I mention these examples in a very contextual manner. This leaves them widely open to opinion, instead of a checklist of sorts. By being vague, interpretation of the 3 E’s is left to your judgment. Let me say though, if nobody you know is aware of the product/company that just blew your mind, that stock might be ready for a tear. Electric vehicles and fat-loss are very human concepts which we can test ourselves – unlike 3D printing or some technology/medicine which we never experienced, and never might. Discovering these products/companies will not happen often, and that is half the reason we should know when it does happen. When it does we need to realize the context and follow our gut, given it is something we can grasp, understand, and fully appreciate. Again, if you’re the type of person who got excited about pogs in the 90’s or Pokemon Go, try to take a deep breath before betting the farm.
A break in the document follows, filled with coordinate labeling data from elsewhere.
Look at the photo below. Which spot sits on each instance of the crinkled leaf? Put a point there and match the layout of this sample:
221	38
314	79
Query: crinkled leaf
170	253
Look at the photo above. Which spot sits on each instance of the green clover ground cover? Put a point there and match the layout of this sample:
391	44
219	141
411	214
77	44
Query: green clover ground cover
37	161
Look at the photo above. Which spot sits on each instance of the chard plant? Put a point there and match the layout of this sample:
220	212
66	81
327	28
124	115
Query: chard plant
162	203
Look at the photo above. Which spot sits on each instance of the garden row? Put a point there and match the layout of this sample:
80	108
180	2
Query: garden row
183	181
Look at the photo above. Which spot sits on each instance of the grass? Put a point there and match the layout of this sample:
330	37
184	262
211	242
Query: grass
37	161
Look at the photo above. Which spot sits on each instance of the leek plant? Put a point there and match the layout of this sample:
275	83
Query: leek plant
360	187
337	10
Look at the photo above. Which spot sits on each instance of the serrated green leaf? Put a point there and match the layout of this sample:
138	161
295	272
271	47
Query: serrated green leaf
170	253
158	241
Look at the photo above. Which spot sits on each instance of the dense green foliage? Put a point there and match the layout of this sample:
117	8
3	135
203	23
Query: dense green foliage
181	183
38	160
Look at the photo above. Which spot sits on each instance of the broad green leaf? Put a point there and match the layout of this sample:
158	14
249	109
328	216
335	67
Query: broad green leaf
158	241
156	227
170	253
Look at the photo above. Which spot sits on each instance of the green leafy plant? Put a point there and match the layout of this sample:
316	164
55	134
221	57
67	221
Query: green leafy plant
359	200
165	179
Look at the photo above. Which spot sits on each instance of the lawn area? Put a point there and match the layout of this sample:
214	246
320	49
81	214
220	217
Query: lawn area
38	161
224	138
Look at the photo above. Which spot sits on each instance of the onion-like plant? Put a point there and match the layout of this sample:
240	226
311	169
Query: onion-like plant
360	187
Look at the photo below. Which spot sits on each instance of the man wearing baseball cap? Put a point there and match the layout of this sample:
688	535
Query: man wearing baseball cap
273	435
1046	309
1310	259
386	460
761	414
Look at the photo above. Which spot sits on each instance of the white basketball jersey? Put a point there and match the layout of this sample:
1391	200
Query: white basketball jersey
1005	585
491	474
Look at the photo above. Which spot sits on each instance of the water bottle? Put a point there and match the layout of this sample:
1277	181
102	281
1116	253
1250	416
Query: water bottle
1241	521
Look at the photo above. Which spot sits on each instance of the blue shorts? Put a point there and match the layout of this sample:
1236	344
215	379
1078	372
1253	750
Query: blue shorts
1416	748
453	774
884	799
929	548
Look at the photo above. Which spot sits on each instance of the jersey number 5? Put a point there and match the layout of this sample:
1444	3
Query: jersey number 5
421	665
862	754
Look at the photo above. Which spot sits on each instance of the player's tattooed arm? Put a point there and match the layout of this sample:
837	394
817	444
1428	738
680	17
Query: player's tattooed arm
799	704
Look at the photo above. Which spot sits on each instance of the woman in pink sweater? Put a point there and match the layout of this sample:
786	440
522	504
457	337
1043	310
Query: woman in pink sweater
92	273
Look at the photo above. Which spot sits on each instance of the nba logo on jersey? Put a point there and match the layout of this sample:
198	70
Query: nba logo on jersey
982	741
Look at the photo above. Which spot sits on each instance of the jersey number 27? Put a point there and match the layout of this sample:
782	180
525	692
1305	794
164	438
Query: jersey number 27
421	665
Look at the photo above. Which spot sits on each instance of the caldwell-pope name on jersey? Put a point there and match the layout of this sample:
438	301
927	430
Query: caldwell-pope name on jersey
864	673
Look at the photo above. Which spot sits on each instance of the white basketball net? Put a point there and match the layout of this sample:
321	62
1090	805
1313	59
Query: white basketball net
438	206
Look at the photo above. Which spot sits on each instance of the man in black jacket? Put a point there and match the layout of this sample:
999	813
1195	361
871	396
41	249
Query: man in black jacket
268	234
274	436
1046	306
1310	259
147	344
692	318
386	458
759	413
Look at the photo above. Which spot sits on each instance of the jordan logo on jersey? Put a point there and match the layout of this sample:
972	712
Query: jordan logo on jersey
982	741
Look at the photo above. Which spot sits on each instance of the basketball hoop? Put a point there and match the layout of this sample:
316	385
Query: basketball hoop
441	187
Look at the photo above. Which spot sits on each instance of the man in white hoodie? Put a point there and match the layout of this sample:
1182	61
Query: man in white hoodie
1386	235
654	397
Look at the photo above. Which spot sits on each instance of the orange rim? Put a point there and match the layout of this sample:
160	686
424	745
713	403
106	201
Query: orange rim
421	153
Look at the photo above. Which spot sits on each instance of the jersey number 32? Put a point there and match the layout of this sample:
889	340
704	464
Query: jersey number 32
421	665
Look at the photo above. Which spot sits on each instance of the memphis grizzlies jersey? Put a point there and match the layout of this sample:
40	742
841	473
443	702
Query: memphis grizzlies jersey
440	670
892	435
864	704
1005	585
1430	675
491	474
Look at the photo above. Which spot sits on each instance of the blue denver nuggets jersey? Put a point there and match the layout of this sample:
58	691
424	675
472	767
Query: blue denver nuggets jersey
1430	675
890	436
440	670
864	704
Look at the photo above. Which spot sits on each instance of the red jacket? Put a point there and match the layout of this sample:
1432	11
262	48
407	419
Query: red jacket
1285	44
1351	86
Other than that, I don’t think I can give enough disclaimers for this “advice.” If you find one of these stocks every month, or even every year, you’re probably the type of person who gets too excited about too many things and you should take that deep breath. Self-awareness will once again prove to be a great strength in this trade. This is probably best for people who realize a game-changing company is something they may never encounter firsthand. It is not something you will find if you look hard enough. But, if you are blown away by a company and you are rarely blown away, it might just be the next Tesla or Zeltiq. Feel free to check with me before you buy. 😉
1) Long-term bias can only be executed through a long-term buy-and-hold strategy.
2) Volatility, aka rumors and non-factual evidence, drives short-term fluctuations in stocks, not long-term value.
3) Formal stock research and valuations could be irrelevant when confronted with game-changing companies. 3 E’s are the contextual driver – emotion, excitement, and experience.